Maria Elisa Hospita
26 Maret 2019•Update: 27 Maret 2019
Mohamed al-Rayes
KAIRO
Liga Arab mengecam keputusan Presiden Amerika Serikat Donald Trump untuk mengakui kedaulatan Israel atas Dataran Tinggi Golan di Suriah yang diduduki.
"Keputusan Amerika bagaimana pun tak mengubah status hukum Golan," kata liga yang berbasis di Kairo dalam sebuah pernyataan.
"Dataran Tinggi Golan tetap termasuk wilayah Suriah yang diduduki.
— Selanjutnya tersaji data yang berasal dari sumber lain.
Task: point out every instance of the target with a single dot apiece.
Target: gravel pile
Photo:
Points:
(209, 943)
Masalah ini akan dibahas dalam KTT [Liga Arab] di Tunisia pekan depan," tambah mereka.
Liga menyatakan bahwa legitimasi pendudukan [Israel] adalah orientasi baru kebijakan AS, yang sejalan dengan posisi dan keinginan Israel.
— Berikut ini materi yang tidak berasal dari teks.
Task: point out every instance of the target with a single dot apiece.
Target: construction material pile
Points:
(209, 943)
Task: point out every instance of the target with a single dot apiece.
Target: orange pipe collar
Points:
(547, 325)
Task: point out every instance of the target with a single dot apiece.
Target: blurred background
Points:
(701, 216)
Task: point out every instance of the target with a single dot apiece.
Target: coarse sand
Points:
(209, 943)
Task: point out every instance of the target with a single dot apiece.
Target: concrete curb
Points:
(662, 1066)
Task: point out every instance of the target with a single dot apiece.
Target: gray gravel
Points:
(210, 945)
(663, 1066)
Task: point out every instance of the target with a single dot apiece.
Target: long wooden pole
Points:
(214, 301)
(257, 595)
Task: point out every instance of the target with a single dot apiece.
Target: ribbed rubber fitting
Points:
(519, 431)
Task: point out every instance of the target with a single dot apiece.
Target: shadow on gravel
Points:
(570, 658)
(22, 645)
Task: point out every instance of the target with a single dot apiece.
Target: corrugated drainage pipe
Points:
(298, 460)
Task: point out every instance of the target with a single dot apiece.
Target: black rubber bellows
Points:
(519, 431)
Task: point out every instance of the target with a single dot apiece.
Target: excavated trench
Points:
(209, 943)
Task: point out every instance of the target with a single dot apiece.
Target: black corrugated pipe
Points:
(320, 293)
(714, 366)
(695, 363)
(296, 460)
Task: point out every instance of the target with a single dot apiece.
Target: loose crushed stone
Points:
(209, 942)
Tel Aviv sejak lama meminta Washington untuk mengakui klaimnya atas Dataran Tinggi Golan, tetapi pemerintahan AS sebelumnya telah menahan diri untuk tidak melakukannya, mengutip resolusi-resolusi PBB sebelumnya.
Israel menduduki sekitar dua pertiga wilayah Dataran Tinggi Golan sejak 1967.
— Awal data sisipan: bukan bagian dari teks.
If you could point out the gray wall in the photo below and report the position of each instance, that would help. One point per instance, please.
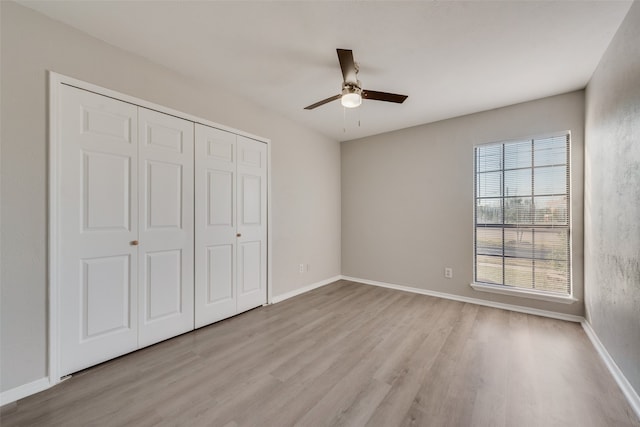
(407, 198)
(305, 171)
(612, 198)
Pada 1981, Israel secara resmi menyatakan diri mencaplok wilayah itu, yang kemudian ditolak dengan suara bulat oleh Dewan Keamanan PBB.
PBB mengatakan status hukum Dataran Tinggi Golan tetap tidak berubah - terlepas dari keputusan Trump - dan masih akan dianggap "wilayah pendudukan" di bawah hukum internasional.